音速を超えた拳は、スティルナの胸を突き破り背中から腕が突き抜けた。
――次瞬、スティルナの姿がブレて消え、イーリスの背後に瞬時に現れる。
「歩法――
イーリスはスティルナに気が付き背後を振り返ろうとして、真横に一気に吹き飛ばされた。
「――――ッッッッッッ!!」
「……攻の太刀、奥伝――
あまりの速度に、俯瞰的に見ている私ですらまともに見えなかったが、スティルナはイーリスの崩拳を真後ろに下がる歩法で躱した後、竜巻の様に回転しながら背後を取り、遠心力を活かした居合の様な一閃を真横に振り抜いていた。太刀を抜くところからはほぼ見えない程に速かったが、技の名の如くイーリスは遥か彼方まで水平に吹き飛んでいった。
峰打ちでなければ、真っ二つに分かれて吹き飛んで居たかと思うと、背筋が凍る様な一閃だった。

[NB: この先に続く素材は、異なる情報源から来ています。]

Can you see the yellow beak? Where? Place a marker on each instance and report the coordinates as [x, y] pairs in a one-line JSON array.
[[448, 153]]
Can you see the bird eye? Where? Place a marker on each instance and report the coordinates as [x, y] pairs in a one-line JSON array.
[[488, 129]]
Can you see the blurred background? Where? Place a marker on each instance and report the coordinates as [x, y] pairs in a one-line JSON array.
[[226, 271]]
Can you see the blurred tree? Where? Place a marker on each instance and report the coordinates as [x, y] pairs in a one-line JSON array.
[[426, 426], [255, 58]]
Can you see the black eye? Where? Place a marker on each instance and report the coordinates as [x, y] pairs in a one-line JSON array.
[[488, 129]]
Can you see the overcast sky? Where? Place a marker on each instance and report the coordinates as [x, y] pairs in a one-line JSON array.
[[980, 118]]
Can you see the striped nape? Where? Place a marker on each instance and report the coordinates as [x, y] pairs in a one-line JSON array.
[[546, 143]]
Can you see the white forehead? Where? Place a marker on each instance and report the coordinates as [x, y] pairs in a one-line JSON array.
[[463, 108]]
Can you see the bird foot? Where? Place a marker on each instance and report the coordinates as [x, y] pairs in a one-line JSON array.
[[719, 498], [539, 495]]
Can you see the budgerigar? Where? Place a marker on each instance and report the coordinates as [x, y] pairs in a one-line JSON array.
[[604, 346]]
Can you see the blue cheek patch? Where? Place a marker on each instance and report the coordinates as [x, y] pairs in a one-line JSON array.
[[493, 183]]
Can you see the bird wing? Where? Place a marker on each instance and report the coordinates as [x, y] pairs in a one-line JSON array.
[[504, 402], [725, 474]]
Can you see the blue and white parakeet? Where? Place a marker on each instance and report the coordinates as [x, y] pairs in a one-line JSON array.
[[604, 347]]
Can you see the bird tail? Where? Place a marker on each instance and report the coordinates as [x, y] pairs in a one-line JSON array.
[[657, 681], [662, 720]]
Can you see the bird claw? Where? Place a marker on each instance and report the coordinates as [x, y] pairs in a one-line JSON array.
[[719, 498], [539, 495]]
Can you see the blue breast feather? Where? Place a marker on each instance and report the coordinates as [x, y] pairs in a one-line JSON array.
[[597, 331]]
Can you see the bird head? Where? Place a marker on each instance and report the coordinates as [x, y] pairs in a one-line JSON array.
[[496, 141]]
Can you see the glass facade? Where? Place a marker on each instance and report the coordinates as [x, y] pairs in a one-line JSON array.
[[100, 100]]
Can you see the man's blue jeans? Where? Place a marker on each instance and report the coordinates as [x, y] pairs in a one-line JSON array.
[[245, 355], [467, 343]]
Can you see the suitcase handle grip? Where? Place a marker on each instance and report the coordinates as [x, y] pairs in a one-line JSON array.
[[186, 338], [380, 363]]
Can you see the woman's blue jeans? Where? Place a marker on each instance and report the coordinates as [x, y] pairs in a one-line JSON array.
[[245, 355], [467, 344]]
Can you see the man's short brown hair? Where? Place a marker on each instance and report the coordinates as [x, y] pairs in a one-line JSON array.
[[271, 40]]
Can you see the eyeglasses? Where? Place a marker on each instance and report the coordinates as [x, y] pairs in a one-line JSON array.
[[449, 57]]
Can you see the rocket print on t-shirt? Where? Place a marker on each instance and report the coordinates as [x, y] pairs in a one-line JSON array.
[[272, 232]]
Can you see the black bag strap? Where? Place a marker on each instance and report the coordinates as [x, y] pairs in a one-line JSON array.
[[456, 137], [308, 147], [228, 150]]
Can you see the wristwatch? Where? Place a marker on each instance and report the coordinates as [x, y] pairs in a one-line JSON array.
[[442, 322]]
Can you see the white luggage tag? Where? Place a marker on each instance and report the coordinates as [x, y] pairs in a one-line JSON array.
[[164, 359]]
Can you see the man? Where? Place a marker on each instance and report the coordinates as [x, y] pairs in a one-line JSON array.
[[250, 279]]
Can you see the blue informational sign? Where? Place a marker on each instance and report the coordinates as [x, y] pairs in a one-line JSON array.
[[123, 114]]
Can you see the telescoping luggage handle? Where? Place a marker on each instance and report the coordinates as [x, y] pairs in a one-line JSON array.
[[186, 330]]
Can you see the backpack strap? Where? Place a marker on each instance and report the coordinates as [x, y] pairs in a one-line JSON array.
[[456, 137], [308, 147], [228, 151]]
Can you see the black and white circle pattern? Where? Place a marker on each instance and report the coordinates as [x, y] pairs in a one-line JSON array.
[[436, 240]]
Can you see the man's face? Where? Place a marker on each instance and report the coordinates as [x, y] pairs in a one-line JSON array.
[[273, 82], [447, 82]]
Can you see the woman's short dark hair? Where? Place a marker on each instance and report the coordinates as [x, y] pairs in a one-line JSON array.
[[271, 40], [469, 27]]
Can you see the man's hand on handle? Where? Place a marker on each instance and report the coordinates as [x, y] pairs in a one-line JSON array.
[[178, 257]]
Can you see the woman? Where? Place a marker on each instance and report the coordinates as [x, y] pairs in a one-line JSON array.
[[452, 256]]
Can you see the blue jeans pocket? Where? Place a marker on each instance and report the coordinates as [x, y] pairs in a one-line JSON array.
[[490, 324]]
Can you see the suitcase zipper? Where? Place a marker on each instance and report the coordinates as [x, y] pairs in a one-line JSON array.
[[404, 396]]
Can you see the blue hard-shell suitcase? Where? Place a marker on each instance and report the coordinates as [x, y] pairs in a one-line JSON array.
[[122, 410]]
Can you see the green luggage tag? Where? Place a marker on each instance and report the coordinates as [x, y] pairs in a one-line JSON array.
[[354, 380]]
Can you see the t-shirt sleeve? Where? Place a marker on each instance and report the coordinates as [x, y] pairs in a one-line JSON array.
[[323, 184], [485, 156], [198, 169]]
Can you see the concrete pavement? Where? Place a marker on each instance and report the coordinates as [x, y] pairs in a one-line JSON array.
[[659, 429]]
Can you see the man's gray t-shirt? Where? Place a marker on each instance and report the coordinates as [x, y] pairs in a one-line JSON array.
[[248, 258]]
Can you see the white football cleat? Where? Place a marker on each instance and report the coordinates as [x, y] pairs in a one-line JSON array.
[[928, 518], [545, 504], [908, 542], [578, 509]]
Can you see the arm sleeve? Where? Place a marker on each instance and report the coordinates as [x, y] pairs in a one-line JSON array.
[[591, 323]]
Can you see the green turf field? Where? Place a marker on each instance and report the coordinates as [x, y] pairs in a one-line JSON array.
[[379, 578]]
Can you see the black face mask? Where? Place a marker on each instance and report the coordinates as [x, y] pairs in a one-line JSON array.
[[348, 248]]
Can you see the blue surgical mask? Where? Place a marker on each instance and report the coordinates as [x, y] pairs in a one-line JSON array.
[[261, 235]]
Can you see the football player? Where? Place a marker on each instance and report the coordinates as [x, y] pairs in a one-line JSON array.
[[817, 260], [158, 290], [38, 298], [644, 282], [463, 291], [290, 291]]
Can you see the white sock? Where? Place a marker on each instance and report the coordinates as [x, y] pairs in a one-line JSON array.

通常、人間があのような速度で重力を無視し真横に飛ばされれば、血液が寄って血管が破裂する筈だが……イーリスならば、大丈夫だろう。……多分。
「……はは、どうやらこちらも、限界の様だ」
スティルナは両脚に装備した脚甲――エインヘリヤルに視線を落とすと、エインヘリヤルは音を立てて砕け散った。スティルナの激しい戦闘に耐えられなかったのだろう。――無理も無い。生身の身体ですら、あのような動きをしていれば普通の人間の身体であれば、砕けたエインヘリヤルよりも悲惨な事になるだろうから。
「脚が弱点というのは変わらないか……。まぁ、こうして戦える様になっただけでも、幸せな事だよね」
スティルナは地面に座ると、太刀を納め、こちらへと手を振りだした。
ルーファスがスティルナに歩み寄り、両手で抱き上げた。所謂、お姫様だっこというやつだ。
少し照れながらもスティルナは勝利を誇る様に手を挙げると、飛空艇に乗った団員達から鬨の声が上がった。
私は少しイーリスが心配だったが、数百メテル離れたところで、脇腹を抑えながら歩いてくるのが見え、私は安堵の息を吐いた。
「新団長決定か……。ま、サフィーのやつも、どっかで笑って見てっかな」
「……かもしれませんね」
そうだったら良い。叶わぬ願いと知りつつも、そう願う私に、熱い風が吹き、髪を揺らしていった。